# New server



## VampirD (Feb 9, 2013)

Hi, my home server (an old desktop pc) is dying, so I want to buy a new one before it dies

What do you think about this one?


----------



## oed (Feb 13, 2013)

I've got one of those, only with a N36L instead of the N40L cpu in the model you linked to, and I absolutely love it

They are decent quality low end servers, space and power efficient, virtually silent, supports ECC memory, and if equipped with the remote access card (lights out management) easy to stow away in the basement. I'm pretty happy with mine, although its kind of lacking in the cpu department, have no serial port, and doesn't support SOL. The fact that it has a fake RAID controller and doesn't support hotswap out of the box doesn't bother me since I have no use for those features.

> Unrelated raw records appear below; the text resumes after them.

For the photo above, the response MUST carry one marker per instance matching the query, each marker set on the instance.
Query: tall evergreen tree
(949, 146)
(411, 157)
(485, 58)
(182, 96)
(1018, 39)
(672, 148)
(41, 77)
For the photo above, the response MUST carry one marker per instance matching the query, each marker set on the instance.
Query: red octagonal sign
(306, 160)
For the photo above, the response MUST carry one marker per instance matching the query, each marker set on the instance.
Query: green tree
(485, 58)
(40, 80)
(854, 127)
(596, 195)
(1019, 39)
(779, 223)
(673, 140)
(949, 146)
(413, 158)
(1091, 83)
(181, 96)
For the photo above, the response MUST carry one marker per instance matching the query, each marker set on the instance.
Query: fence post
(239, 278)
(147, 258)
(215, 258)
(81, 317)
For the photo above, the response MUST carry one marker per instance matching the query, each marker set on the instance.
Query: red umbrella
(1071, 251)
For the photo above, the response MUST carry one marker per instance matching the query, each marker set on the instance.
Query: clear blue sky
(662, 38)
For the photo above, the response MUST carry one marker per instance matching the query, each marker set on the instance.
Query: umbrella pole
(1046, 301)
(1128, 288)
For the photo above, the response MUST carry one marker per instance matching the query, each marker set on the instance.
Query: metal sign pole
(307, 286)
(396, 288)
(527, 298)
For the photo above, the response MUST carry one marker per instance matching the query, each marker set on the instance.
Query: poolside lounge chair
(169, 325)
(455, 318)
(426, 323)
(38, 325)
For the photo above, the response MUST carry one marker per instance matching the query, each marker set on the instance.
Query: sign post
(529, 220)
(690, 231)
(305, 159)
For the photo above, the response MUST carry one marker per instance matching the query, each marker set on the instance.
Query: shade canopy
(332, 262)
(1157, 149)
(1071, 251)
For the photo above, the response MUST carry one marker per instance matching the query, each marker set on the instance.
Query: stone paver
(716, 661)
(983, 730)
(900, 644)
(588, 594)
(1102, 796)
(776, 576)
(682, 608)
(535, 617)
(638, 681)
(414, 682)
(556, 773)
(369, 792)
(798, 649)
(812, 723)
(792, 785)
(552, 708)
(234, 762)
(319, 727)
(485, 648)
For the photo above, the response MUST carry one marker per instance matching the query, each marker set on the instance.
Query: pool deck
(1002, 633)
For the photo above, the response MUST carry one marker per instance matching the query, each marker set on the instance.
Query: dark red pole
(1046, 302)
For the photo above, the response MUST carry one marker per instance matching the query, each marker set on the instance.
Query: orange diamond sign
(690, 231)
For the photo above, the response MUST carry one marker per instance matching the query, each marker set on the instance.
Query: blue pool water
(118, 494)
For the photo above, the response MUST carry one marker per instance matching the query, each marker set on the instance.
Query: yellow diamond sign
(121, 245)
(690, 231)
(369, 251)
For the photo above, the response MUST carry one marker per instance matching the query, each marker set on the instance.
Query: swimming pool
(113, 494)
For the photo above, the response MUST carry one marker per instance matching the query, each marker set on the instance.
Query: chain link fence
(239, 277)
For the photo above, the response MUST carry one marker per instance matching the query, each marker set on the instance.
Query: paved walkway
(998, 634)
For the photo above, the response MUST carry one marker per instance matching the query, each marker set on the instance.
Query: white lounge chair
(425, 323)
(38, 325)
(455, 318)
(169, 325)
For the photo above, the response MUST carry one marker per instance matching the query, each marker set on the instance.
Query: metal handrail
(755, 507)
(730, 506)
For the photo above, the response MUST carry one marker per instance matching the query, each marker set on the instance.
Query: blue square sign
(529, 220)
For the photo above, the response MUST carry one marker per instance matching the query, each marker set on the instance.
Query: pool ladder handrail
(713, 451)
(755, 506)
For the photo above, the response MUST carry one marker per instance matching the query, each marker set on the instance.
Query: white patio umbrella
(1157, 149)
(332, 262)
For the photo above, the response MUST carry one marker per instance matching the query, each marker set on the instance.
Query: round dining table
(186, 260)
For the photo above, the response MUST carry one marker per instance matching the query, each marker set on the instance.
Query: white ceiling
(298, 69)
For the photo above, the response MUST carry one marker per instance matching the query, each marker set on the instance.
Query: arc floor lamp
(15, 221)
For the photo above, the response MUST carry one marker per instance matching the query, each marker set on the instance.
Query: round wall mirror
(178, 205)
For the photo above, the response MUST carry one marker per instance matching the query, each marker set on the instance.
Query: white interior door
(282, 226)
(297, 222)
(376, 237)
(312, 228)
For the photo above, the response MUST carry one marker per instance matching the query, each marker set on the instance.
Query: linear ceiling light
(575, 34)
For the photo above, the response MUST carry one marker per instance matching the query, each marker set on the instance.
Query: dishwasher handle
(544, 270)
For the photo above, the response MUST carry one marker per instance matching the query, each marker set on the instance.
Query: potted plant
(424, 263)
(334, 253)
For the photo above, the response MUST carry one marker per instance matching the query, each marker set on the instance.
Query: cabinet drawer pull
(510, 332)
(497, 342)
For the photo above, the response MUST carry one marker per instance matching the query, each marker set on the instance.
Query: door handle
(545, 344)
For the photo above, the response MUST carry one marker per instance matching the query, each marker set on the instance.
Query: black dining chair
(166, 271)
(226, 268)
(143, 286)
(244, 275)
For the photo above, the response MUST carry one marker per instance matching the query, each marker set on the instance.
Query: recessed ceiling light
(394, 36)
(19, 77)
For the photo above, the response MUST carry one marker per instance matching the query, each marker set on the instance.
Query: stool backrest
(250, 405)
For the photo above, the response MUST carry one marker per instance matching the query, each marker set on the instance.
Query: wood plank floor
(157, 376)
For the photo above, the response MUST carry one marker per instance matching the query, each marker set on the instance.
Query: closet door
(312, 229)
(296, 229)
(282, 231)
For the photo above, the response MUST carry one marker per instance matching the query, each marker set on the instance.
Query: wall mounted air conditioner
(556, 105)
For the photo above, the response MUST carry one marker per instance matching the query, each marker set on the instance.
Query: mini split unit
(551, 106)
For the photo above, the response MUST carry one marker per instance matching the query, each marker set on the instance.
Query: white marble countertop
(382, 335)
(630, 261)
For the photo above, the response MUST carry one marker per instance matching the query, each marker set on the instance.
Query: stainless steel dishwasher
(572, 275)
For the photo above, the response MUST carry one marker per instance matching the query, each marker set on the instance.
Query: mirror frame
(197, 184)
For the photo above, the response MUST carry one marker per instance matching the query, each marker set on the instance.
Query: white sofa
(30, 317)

Recently the HP Microserver N54L model was introduced. At 2.2GHz it quite a bit faster than the N36L at 1.3GHz and the N40L at 1.5GHz models, but also consumes quite a bit more power. Otherwise they're identical, AFAIK. But the price for the N54L model is, atleast here in Norway, not that far off the price of a FUJITSU PRIMERGY TX100 S3P E3-1220V2 3.1GHZ. So I'm considering getting that one instead of the newest HP Microserver when I upgrade my server later this year.


----------



## VampirD (Feb 14, 2013)

So I'll buy one, I need it as home server for a few services such as apache, owncloud, wordpress and nfs, also my own linux repo. I use it as a hobby server XD

Thanks for your help


----------



## tingo (Feb 16, 2013)

I didn't know about the remote access card. Lights out management is useful - thanks!


----------



## DaveQB (Oct 13, 2013)

Does the HP MicroServer Remote Access Card work with FreeBSD?


----------



## oed (Oct 13, 2013)

Indeed it does. I've recently installed 10-current by using the virtual kvm from my laptop, booting from an usb image on the same laptop mapped as virtual media to the server. The server was powered on using the web interface on the remote access card.

The operating system see the remote access card as a graphics card (which it is), and the virtual media as USB or CD/DVD removable media. However, on the client side it requires Java and JavaWS, and I've only tried that from my Linux laptop.


----------



## DaveQB (Oct 13, 2013)

Thanks for the response. I'll be buying one of these cards now


----------



## Peacekeeper2000 (Mar 18, 2014)

It depend what you want to achieve. It works also as a console. I kicked mine out as the card itself had trouble and the way down to the cellar is not to far 
My card has had the trouble, that you can't really change the password of the admin that would be able to login. If you do so, you are no longer able to connect and have to re-flush the card bios again to get access.
So if your admin network is reachable from internet, everybody would be able to login as adminassword - which was not acceptable for me.
The card also has a nice CLI interface, but also has the same trouble: it crashes after a while and you don't get anything out.

So if not bought until now, save the money.


----------